Remembering America’s light

A Gallup Poll conducted last year around this time showed that only four in 10 Americans reported they are “extremely proud” to be an American. This matched the previous year’s record low, and is down from seven in 10 as little as two decades ago.
What has changed over the past 20 years? Why are so many Americans reporting the pride in their country is on the decline? We may not see that type of declining patriotism in this neck of the woods, but it’s clear patriotism is on the decline in other parts of the country.
One of the more obvious reasons is the hyperpartisanship we now face due to our political system. If one side is happy, that means the other side can’t be happy. If one side has the president, that means the other side has to be hysterical about the future of the country. No matter what happens, you have to be doom and gloom. One side finds a cure for cancer, the other side complains that oncologists are now out of work.

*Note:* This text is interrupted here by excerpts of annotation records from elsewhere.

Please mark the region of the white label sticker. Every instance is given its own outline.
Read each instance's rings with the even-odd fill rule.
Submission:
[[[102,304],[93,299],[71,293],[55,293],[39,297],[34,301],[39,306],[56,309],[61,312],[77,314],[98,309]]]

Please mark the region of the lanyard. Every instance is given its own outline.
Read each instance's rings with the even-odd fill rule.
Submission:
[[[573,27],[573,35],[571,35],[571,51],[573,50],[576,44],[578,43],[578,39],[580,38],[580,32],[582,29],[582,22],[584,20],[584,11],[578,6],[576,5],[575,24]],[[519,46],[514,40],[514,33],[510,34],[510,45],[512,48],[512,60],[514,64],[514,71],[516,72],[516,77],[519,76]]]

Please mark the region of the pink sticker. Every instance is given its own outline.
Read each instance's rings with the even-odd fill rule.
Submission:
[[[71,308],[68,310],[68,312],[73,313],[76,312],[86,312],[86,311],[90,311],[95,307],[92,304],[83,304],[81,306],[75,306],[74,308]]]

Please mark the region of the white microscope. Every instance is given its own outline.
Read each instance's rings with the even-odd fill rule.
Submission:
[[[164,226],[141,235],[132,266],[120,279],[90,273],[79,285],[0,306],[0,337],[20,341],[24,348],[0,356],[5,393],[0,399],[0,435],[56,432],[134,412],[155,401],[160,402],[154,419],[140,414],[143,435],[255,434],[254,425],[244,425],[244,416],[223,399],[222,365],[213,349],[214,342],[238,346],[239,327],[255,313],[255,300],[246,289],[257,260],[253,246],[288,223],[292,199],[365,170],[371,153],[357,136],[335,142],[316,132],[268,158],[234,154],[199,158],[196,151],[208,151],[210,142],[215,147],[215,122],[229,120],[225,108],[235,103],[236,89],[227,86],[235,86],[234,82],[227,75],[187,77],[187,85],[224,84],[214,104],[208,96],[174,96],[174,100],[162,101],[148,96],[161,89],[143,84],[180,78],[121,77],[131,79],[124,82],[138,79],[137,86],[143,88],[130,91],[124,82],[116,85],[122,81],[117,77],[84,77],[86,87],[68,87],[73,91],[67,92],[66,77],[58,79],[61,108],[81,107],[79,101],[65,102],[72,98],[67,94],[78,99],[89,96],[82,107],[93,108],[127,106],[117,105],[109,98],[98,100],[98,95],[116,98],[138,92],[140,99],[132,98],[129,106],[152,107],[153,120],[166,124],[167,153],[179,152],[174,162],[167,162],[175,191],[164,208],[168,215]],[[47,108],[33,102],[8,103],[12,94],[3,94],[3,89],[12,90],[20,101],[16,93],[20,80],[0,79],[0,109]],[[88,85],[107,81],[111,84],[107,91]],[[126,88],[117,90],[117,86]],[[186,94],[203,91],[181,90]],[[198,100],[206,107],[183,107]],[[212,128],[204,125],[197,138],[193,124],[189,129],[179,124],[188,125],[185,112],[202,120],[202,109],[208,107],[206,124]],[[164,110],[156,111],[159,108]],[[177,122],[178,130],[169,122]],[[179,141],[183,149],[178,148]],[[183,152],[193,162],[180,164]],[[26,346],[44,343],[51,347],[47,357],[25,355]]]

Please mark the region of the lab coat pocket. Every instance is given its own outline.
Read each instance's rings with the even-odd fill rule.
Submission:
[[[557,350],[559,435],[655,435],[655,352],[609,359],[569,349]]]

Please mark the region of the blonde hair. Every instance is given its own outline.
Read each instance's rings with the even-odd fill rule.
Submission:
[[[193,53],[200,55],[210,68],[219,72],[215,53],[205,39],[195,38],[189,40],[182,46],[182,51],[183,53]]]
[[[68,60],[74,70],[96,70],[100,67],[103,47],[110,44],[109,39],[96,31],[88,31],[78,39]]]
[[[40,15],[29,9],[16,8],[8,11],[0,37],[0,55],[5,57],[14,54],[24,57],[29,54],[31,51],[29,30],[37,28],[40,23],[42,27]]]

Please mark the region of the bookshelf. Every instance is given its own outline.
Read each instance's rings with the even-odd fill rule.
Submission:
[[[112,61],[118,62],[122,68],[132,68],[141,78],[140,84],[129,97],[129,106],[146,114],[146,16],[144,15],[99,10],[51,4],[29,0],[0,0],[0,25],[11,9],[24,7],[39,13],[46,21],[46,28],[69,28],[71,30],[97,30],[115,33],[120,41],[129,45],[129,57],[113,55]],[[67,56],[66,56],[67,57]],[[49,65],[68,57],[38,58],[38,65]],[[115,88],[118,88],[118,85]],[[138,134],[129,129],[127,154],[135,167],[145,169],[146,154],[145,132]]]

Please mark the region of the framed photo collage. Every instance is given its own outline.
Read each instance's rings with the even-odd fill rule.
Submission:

Our lack of unity is worrisome, to be sure. Sometimes we wonder if anything can unite this country. If we can’t unite for its birthday, we aren’t sure what could possibly bring us together. But for us, Independence Day is still a reminder of how great this country has been, is, and can continue to be. We have our issues, to be sure. We aren’t blind to the fact the country has a lot of problems it needs to deal with, but that doesn’t mean we shouldn’t be proud to be American. This country is still the shining beacon on the hill, the country other countries aspire to mimic. If this country was so terrible, thousands upon thousands wouldn’t be trying to get in by hook or by crook. Clearly we are doing something right.
This editorial isn’t aimed at the professional malcontents. There are many Americans who are too far gone to ever say anything positive about the country, and they certainly have that right. If you are boycotting July 4 for whatever reason, you get to do that. Why? Because you live in a country where you are allowed to speak out against its government. If you think you have it rough here, pay a visit to China, Russia, Iran or  North Korea and see what speaking out against the country gets you. It won’t work out nearly as favorable for you. American leadership in the world remains as essential as ever. If you need evidence of that, look no further than Ukraine, Gaza or virtually any other part of the world. Countries look to us for help, for guidance. Same as it ever was.
Yes, we carry scars from ugly parts of our country’s past, but part of the beauty of this country is we can learn and grow. Whether red or blue, we are all American, and we all have our part to play in carrying on the greatness of this country. Social media would have you believe we all have very little in common and have to constantly be at each other’s throats. We submit we have much more in common than we know or understand.
Our union is far from perfect. But it grows and endures. That is worth celebrating. Happy birthday, America. We celebrate all that is great within you.